Trump’s second term is broadly defined by his monomaniacal desire to either end or fatally impair the federal government. With the help of Elon Musk and Russell Vought, the Trump administration managed to do this in the most alienating possible way. As my colleague Alex Shephard noted this week, the administration’s slash-and-burn speedrun through the civil service has been broadly unpopular. It also probably goes a long way toward making any of the GOP’s rhetoric about Democrats being to blame for this most recent shutdown harder to take seriously.
But the reason things have dragged to a legislative standstill in October is essentially because Republicans in Congress willed it to be so when they returned to Washington to rejoin Trump as devoted supplicants. Their most fateful decision in that regard? Giving up one of the legislative branch’s core functions—the power of the purse. As NPR reported, by the first week of February, Republican lawmakers had already begun to master the art of explaining away why they were happy to surrender the power to appropriate money to Trump.
I characterized this at the time as an escalation in GOP lawmakers’ expansive campaign of self-abnegation. But it has ended up being so much more. The decision to give the White House full power to decide what, when, and how congressionally appropriated money is spent has created an impasse more deep and intractable than the shutdown itself, because the question of how the conflict over Obamacare subsidies gets resolved has become impossible to answer.
Let’s think about it for a minute. The White House’s position, as advanced by Vice President JD Vance and others, is that Senate Democrats should stop filibustering the appropriations bill now, and the matter of the subsidies can be negotiated later. The problem is that it’s impossible for a reasonable person to view that offer as sincere. Sure, Congress can go through the motions: meet in committee, hash out a deal, pass a bill, and send it to Trump’s desk. Trump can even sign that bill. But none of it matters when you know that Trump is likely to simply appropriate or not appropriate that money as he sees fit through pocket rescissions.
What we have here is a fully busted appropriations process; it is impossible to have faith in anything that Trump and his Republican cronies do with taxpayer dollars, even in instances in which bills have been negotiated, agreed to, and passed. And Republicans just keep on tipping their hands that they don’t really care about restoring that faith. This week, the chief way they responded to Democrats’ demands was to threaten federal workers’ back pay, despite the law being very clear that workers are entitled to those wages once the shutdown ends. Here, Democrats should say, "If the Trump administration is willing to break faith, and the law, to not pay you now, there is no reason to believe your steady paycheck is safe under any circumstances."

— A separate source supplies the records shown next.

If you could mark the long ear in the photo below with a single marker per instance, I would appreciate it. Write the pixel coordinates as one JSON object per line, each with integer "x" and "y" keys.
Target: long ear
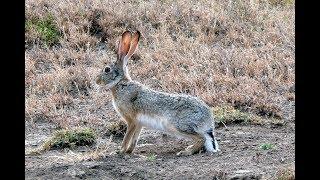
{"x": 124, "y": 45}
{"x": 134, "y": 45}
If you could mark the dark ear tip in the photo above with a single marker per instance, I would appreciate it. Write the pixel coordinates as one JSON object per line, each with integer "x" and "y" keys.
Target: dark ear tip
{"x": 126, "y": 32}
{"x": 139, "y": 34}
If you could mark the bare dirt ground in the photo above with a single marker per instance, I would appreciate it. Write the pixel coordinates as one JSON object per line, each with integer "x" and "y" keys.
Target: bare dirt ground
{"x": 240, "y": 158}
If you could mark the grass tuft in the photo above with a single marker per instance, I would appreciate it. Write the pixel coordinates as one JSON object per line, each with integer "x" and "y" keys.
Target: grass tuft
{"x": 285, "y": 174}
{"x": 266, "y": 146}
{"x": 71, "y": 139}
{"x": 229, "y": 115}
{"x": 46, "y": 29}
{"x": 151, "y": 157}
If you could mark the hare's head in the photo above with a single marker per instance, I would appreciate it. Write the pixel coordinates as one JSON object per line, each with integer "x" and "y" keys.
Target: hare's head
{"x": 117, "y": 71}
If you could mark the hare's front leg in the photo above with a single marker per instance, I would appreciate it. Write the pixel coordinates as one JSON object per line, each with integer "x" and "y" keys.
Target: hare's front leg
{"x": 128, "y": 136}
{"x": 134, "y": 139}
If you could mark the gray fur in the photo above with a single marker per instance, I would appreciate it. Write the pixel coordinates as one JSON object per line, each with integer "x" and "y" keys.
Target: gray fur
{"x": 181, "y": 114}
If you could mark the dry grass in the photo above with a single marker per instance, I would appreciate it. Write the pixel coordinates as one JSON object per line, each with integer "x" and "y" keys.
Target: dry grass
{"x": 287, "y": 173}
{"x": 239, "y": 53}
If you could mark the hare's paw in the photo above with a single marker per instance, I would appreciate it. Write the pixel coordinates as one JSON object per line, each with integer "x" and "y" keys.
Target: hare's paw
{"x": 118, "y": 152}
{"x": 184, "y": 153}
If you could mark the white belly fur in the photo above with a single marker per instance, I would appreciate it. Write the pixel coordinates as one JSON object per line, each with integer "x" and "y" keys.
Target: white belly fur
{"x": 153, "y": 122}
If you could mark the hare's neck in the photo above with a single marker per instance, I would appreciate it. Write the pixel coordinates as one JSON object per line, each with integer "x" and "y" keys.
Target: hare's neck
{"x": 123, "y": 82}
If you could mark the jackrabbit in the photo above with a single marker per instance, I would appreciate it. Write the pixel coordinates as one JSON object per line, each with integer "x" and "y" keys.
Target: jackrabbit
{"x": 139, "y": 106}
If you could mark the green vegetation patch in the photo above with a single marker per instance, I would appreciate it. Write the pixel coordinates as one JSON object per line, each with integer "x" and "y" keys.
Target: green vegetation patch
{"x": 229, "y": 115}
{"x": 71, "y": 138}
{"x": 46, "y": 29}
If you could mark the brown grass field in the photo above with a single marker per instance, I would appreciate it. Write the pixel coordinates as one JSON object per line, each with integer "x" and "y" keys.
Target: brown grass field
{"x": 230, "y": 53}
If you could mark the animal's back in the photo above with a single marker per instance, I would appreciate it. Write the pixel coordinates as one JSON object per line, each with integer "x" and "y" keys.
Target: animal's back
{"x": 158, "y": 110}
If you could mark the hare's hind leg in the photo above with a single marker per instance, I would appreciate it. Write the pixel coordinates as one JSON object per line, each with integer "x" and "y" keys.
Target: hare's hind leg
{"x": 195, "y": 148}
{"x": 134, "y": 138}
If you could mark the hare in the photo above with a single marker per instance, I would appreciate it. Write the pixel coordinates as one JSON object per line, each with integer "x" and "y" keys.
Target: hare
{"x": 139, "y": 106}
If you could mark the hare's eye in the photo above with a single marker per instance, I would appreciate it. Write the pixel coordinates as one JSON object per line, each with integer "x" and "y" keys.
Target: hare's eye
{"x": 107, "y": 69}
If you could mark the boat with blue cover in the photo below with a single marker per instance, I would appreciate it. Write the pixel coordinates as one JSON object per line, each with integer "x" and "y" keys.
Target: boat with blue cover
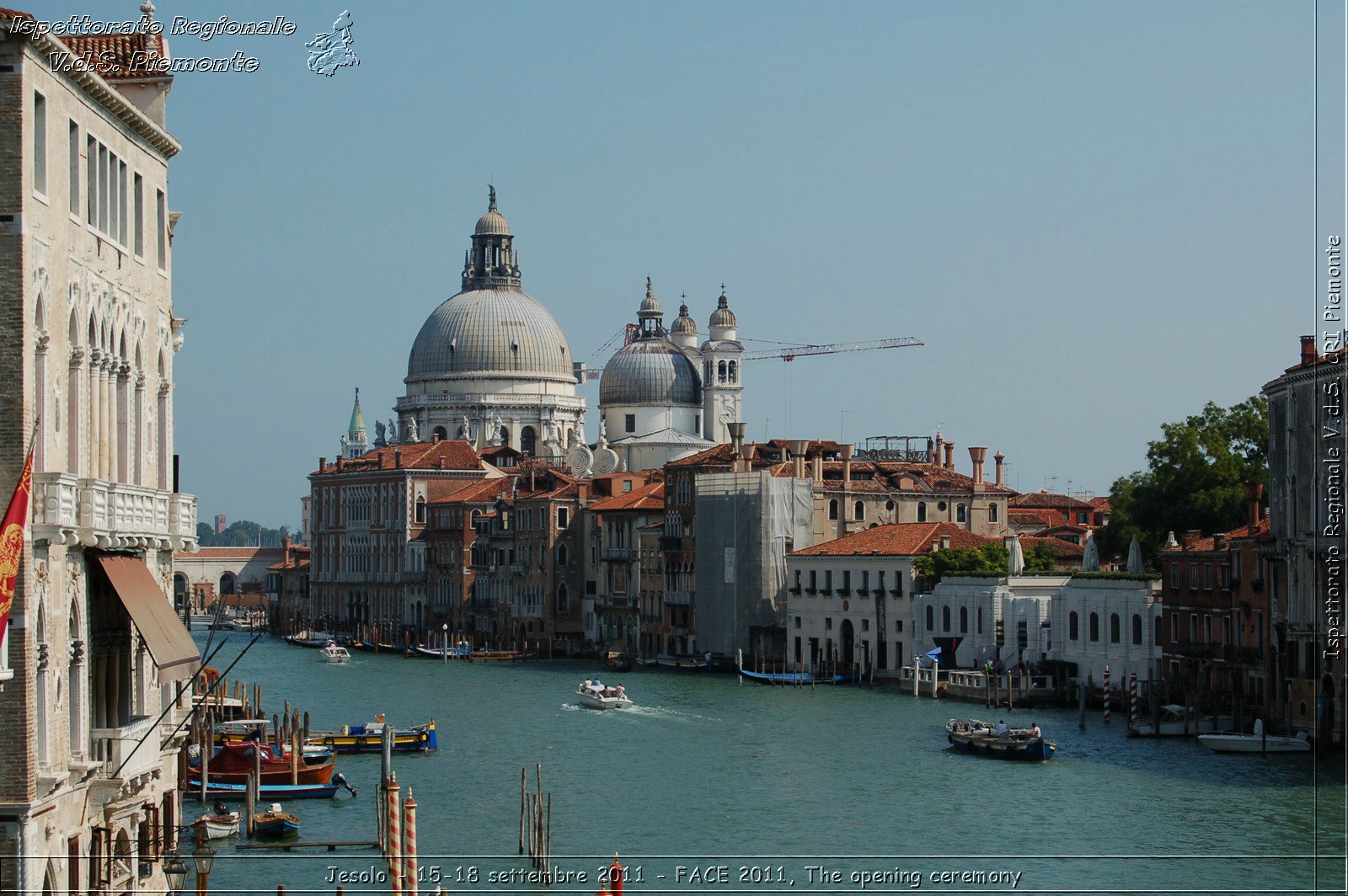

So when and how does this get resolved? Knowing of the Trump administration’s faithlessness and the physiological impossibility of him honoring any deal made on Obamacare subsidies—or anything else—it’s not clear that Democrats should even play a role in resolving the matter. As Garrett Graff wrote, "If appropriations bills are not seen as enforceable contracts, why should any Member of Congress vote to fund any part of the federal government under Donald Trump? You’re voting to provide money for lawlessness." Having once opted to give Trump’s paramilitary forces the money to invade American cities, Democrats should not position themselves to be fooled a second time.
It’s worth pointing out that Republicans have majorities in both houses of Congress, so they can end the impasse any time they want, all on their own. I’ll admit that I do not know what Devil Magic has heretofore kept the GOP from simply nuking the filibuster and getting on with this. Perhaps they desire even the slightest whiff of bipartisan assent for Trump’s designs because of the cover it earns them from the mainstream political media, who are as desperate as ever to find the smallest scintilla of evidence that the American experiment is still working. But from here, the shutdown calculus becomes simple: If Democratic votes are what Trump and his GOP enablers need the most, they must never be provided.